XVIII


Le Religieux sortit de la sacristoche, suivi d’un Bedon et d’un Chuiche. Ils portaient de grandes boîtes de carton ondulé pleines d’éléments décoratifs.

« Quand le camion des peintureurs arrivera, vous le ferez entrer jusqu’à l’autel, Joseph », dit-il au Chuiche.

Presque tous les Chuiches professionnels s’appellent Joseph, en effet.

« On peint tout en jaune ? dit Joseph.

– Avec des raies violettes, dit le Bedon, Emmanuel Judo, grand gaillard sympathique dont l’uniforme et la chaîne d’or brillaient comme des nez froids.

– Oui, dit le Religieux, parce que le Chevêche vient pour la Béniction.
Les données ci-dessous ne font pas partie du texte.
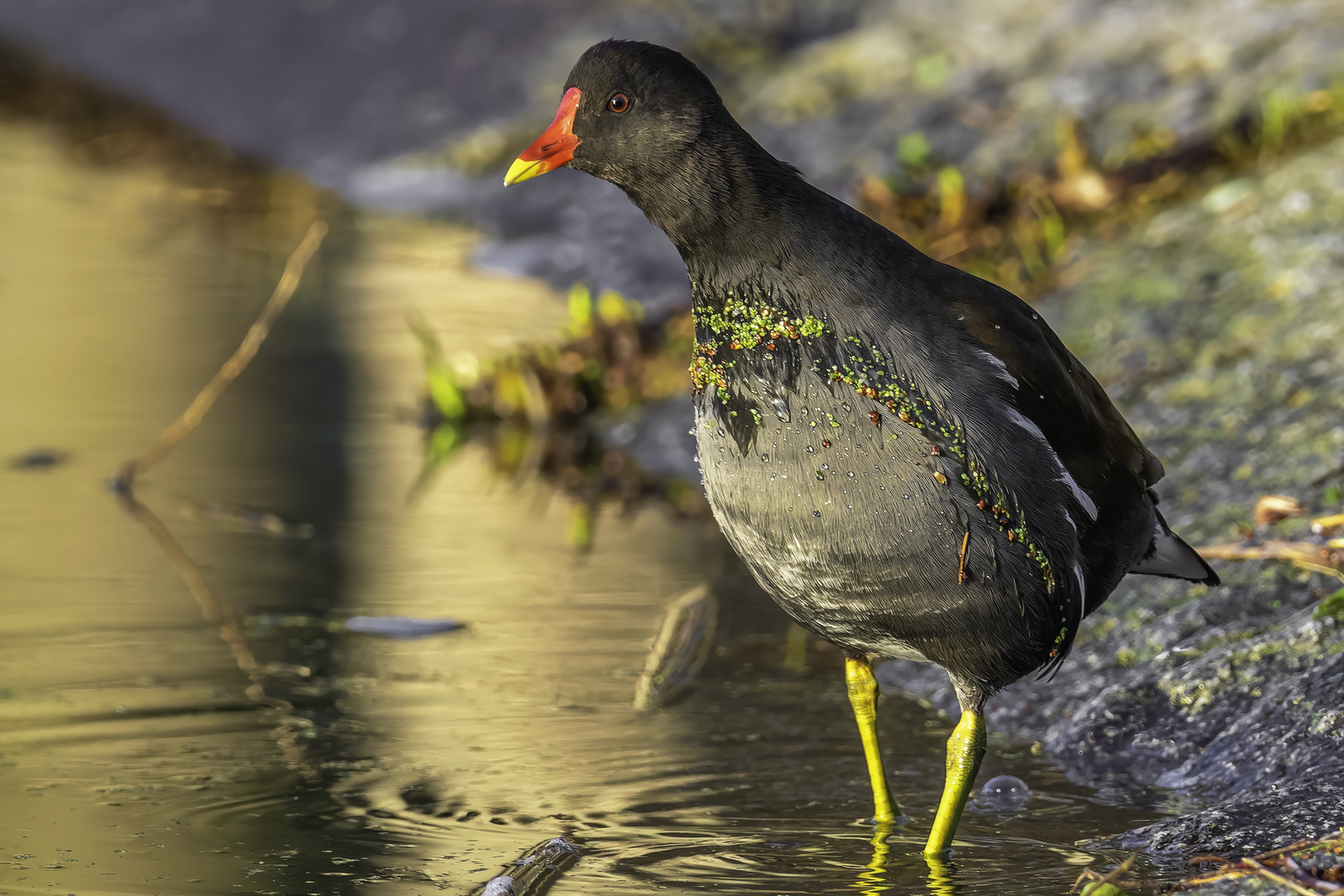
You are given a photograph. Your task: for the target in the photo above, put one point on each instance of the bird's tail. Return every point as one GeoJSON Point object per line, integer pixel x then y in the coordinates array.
{"type": "Point", "coordinates": [1170, 557]}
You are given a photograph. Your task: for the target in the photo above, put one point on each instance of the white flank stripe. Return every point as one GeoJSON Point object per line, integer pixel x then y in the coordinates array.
{"type": "Point", "coordinates": [1003, 368]}
{"type": "Point", "coordinates": [1082, 590]}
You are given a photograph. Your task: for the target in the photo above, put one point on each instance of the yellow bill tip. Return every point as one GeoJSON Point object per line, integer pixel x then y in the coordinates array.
{"type": "Point", "coordinates": [520, 171]}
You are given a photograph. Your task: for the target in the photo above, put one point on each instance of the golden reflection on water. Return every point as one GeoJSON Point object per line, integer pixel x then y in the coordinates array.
{"type": "Point", "coordinates": [134, 759]}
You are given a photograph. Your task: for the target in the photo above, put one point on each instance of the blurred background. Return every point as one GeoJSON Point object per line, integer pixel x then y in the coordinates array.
{"type": "Point", "coordinates": [476, 410]}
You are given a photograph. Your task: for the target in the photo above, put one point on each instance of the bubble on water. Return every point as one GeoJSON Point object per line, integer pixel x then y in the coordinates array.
{"type": "Point", "coordinates": [1004, 791]}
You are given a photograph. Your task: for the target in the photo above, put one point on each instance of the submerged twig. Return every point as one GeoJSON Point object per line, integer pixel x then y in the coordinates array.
{"type": "Point", "coordinates": [680, 649]}
{"type": "Point", "coordinates": [190, 419]}
{"type": "Point", "coordinates": [230, 631]}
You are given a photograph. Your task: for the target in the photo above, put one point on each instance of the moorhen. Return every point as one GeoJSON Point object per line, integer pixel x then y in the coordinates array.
{"type": "Point", "coordinates": [906, 455]}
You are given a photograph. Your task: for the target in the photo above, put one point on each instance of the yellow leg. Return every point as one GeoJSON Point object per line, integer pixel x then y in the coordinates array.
{"type": "Point", "coordinates": [965, 748]}
{"type": "Point", "coordinates": [863, 698]}
{"type": "Point", "coordinates": [941, 879]}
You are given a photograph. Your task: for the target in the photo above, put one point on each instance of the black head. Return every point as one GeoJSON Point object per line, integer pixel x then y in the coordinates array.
{"type": "Point", "coordinates": [641, 110]}
{"type": "Point", "coordinates": [647, 119]}
{"type": "Point", "coordinates": [631, 113]}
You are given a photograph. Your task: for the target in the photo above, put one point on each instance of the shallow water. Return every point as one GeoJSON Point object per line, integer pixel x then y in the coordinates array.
{"type": "Point", "coordinates": [152, 743]}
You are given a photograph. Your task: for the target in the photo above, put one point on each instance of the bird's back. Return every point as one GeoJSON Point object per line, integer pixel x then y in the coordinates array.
{"type": "Point", "coordinates": [906, 455]}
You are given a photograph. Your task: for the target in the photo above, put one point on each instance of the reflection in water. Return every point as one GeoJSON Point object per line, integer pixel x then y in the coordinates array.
{"type": "Point", "coordinates": [134, 758]}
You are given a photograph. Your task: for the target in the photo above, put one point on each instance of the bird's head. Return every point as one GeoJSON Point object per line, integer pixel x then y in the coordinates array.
{"type": "Point", "coordinates": [629, 113]}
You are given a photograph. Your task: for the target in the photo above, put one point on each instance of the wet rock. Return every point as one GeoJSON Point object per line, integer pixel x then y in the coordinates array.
{"type": "Point", "coordinates": [1226, 699]}
{"type": "Point", "coordinates": [1244, 828]}
{"type": "Point", "coordinates": [659, 438]}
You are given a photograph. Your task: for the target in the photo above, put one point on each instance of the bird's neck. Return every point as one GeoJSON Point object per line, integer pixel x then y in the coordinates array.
{"type": "Point", "coordinates": [722, 203]}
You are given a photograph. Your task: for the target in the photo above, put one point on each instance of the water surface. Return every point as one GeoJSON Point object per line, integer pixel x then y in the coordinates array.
{"type": "Point", "coordinates": [155, 744]}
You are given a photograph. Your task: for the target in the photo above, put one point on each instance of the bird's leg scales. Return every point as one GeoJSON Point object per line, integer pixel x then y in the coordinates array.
{"type": "Point", "coordinates": [965, 748]}
{"type": "Point", "coordinates": [863, 698]}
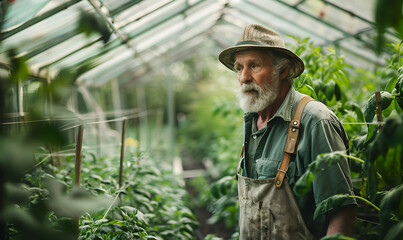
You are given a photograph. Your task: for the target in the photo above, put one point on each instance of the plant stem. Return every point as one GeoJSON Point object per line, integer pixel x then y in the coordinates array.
{"type": "Point", "coordinates": [366, 201]}
{"type": "Point", "coordinates": [354, 158]}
Venez, on va décorer le balcon des Musiciens avec tous les éléments qu’il y a dans ces boîtes.

– Il y a combien de musiciens ? demanda le Chuiche.

– Septante-trois, dit le Bedon.

– Et quatorze Enfants de Foi », dit le Religieux fièrement.

Le Chuiche fit un long sifflement : « Fuuiiouou… »

« Et ils ne sont que deux à se marier ! dit-il, admiratif.

– Oui, dit le Religieux. C’est comme ça avec les gens riches.

– Il y aura du monde ? interrogea le Bedon.

– Beaucoup ! dit le Chuiche. Je prendrai ma longue hallebarde rouge et ma canne à pomme rouge.

– Non, dit le Religieux. Il faut la hallebarde jaune et la canne violette, ça sera plus distingué. »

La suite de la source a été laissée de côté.